Integrating Memories in Deep Learning Models: Studies in Continual Learning and Task Generalization

Agrawal, Susmit

Integrating Memories in Deep Learning Models: Studies in Continual Learning and Task Generalization

Susmit Agrawal

Abstract

Biological life forms remember the past to survive the future, flexibly weaving long-term knowledge with moment-to-moment context. This thesis argues that memory, in the above view, is the missing organisational principle in contemporary deep learning, showing that a unified view of how and where information is structured, stored, protected, and retrieved can simultaneously (i) curb privacy-threatening memorisation in large language models, (ii) preserve interpretable concept structure in continual vision learners, (iii) biologically ground parameter-efficient neuromodulation, and (iv) deliver a single associative-memory-driven framework that handles class-incremental learning, domain generalisation, and domain-incremental learning. We first develop an attribution-based analysis revealing that memorisation in transformers is concentrated in late attention blocks and can be exercised with "short-circuit" interventions that leave reasoning intact.
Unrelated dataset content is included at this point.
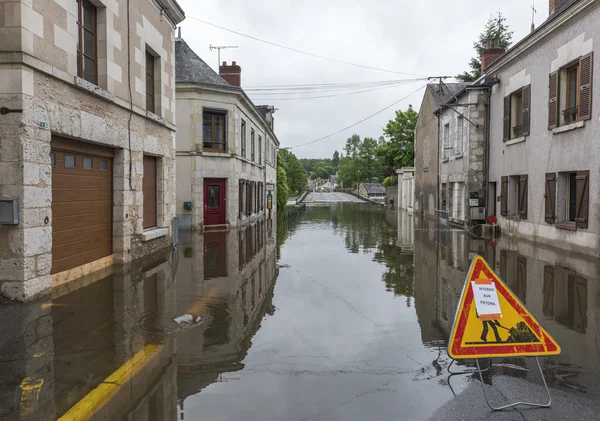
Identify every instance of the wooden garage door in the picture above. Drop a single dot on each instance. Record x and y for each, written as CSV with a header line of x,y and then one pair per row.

We then introduce MuCIL, which stores multimodal concept embeddings in a memory bank and maintains concept–class relations over experiences. Next, we show that Modern Hopfield and Predictive-Coding memories can recall LoRA adapters on demand, providing a neuro-inspired mechanism for task-specific modulation. We importantly show that associative memories can potentially store modulatory signals with very high fidelity, rivaling computer-based digital memories when used for recalling model weights. Finally, we present MIRA, embedding Hopfield recall in every ViT layer to retrieve and compose adapters, unifying DG, CIL and DIL in one architecture that attains state-of-the-art accuracy with minimal forgetting. Together, these four studies chart a continuum from unintended implicit memory to deliberately engineered explicit memory, laying out both theoretical bounds and practical designs for memory-centric deep learning.